Gary, our little energizer bunny will nodd off sitting up too. I agree, he dones't want to miss anything. He will flop over and stretch out if I'm home sick sleeping, but if I'm doing stuff he doens't want to go to sleep, he would rather "help". Becky, his bunwife, just goes to sleep even if I am puttering around the room.


----------



## BunMommaD (Mar 18, 2012)

That makes me feel better brandy! He seemed very thin and didn't have much food available at all at the place we got him from... So maybe he is 18 months but just wasn't fed properly before! I'm anxious to see how much he weighs when he goes back to the vet in 2weeks.


----------



## Nancy McClelland (Mar 18, 2012)

Ted was our sleeping champ. He slept about 20 hours a day, but he was an extremely old bunny when we got him.


----------



## mrbunny (Mar 19, 2012)

Perhaps it takes time? All my buns are rescues, and for Missypants, she used to do what Cookie does. Try to sit with you and stay up, but her head would droop down ever so often. It's quite a sight. 

She's also the most skittish of my buns. She wasn't keen on flopovers initially and I don't think I saw her first binky until 3-4 months. Now she does binkies on a schedule of at least twice a day. 

So, don't worry that Cookie isn't uncomfortable. Give it some time. And eventually he'll be the biggest binky monster you have ever seen. I'm sure he's very happy with you guys.
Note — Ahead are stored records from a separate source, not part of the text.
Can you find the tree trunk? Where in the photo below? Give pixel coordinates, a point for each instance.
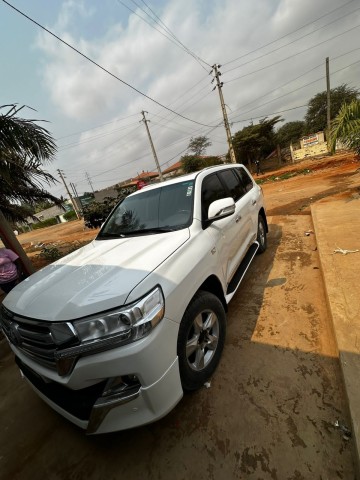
(10, 241)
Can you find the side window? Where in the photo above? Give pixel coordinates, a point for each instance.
(211, 190)
(233, 183)
(245, 178)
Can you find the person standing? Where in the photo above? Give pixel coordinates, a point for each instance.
(9, 269)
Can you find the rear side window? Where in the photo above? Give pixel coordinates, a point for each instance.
(211, 190)
(245, 178)
(232, 183)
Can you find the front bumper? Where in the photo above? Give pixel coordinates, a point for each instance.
(78, 397)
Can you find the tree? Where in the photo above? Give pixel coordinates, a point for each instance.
(191, 163)
(198, 145)
(346, 127)
(96, 213)
(255, 142)
(316, 116)
(24, 147)
(290, 132)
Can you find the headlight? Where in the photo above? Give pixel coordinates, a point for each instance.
(126, 324)
(114, 328)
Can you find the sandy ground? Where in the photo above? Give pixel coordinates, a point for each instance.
(272, 404)
(313, 179)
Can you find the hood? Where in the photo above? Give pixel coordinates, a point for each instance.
(93, 279)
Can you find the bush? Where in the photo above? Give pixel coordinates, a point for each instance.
(96, 213)
(71, 215)
(45, 223)
(50, 253)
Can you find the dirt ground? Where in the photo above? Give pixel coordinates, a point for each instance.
(289, 190)
(271, 408)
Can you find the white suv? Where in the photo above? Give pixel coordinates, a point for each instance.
(111, 335)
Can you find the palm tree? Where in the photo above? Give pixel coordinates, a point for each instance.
(346, 127)
(24, 148)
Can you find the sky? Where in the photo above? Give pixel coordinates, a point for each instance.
(156, 56)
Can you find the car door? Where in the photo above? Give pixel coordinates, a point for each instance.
(240, 224)
(221, 231)
(252, 200)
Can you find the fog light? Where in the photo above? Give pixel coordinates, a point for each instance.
(121, 385)
(118, 391)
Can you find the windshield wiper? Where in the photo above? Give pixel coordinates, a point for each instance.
(107, 235)
(150, 230)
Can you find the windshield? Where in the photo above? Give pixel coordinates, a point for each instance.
(159, 210)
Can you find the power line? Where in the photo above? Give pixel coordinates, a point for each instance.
(291, 56)
(294, 41)
(162, 25)
(287, 34)
(303, 86)
(268, 114)
(100, 67)
(95, 128)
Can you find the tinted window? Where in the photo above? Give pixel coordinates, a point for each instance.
(233, 184)
(164, 207)
(245, 178)
(212, 189)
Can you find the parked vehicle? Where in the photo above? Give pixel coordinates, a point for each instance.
(112, 335)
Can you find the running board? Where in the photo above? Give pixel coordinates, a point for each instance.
(240, 272)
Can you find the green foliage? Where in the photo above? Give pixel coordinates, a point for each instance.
(50, 253)
(290, 132)
(24, 147)
(71, 215)
(96, 213)
(316, 115)
(198, 145)
(45, 223)
(346, 127)
(40, 206)
(256, 141)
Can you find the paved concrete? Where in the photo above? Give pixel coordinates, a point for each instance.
(337, 227)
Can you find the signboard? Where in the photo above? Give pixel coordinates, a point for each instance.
(310, 140)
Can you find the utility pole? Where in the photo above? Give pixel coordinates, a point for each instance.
(76, 195)
(89, 181)
(61, 173)
(328, 101)
(10, 241)
(152, 145)
(216, 73)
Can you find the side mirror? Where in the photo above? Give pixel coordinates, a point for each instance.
(221, 209)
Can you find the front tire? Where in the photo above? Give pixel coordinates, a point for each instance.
(261, 236)
(201, 340)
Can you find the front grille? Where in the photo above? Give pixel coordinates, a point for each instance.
(38, 339)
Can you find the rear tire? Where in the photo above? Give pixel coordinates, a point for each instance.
(201, 340)
(261, 236)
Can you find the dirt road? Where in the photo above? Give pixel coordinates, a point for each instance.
(271, 407)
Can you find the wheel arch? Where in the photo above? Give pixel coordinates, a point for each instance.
(263, 214)
(213, 285)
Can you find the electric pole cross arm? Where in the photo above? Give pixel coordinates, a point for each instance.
(216, 73)
(152, 145)
(76, 210)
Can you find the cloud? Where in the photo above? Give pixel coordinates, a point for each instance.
(239, 34)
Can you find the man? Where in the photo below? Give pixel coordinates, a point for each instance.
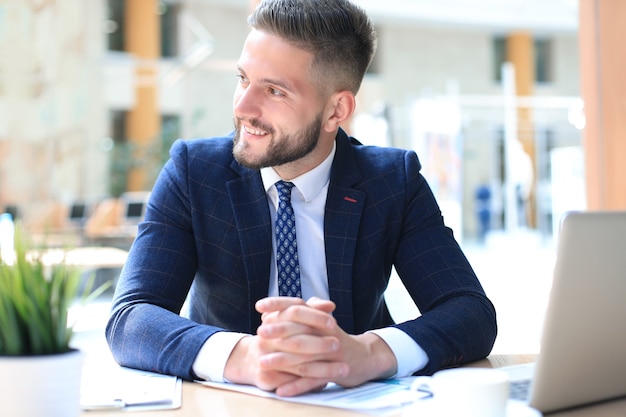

After all, you guys found him abandoned [right?]. He's just a little guy trying to make sure he isn't going to get his heart broken again.

And when he finds his girlfriend, he'll be doubly happy!


----------



## BunMommaD (Mar 19, 2012)

mrbunny wrote:


> Perhaps it takes time? All my buns are rescues, and for Missypants, she used to do what Cookie does. Try to sit with you and stay up, but her head would droop down ever so often. It's quite a sight.
> 
> She's also the most skittish of my buns. She wasn't keen on flopovers initially and I don't think I saw her first binky until 3-4 months. Now she does binkies on a schedule of at least twice a day.
> 
> ...



Oh he binkys constantly! And seems very sure of himself, except for flopping... He will stretch out and the dogs will bark and run around and he won't even move or act concerned at all...I'm thinking he is just way to curious to what's going on... Doesn't wanna sleep, cuz then he might miss something.

And yes! I hope that he will be more comfortable and happy when we find him a wifey


----------



## PapaJoe (Apr 3, 2012)

I have not yet seen my bunnies sleep. While sprawled out, I will see their eyes half closed. However, I never see them lay down, eyes shut and sleeping. They are about 9 - 10 weeks old. They respond to any noise, so even if they are sleeping, they will wake up when they hear me.


----------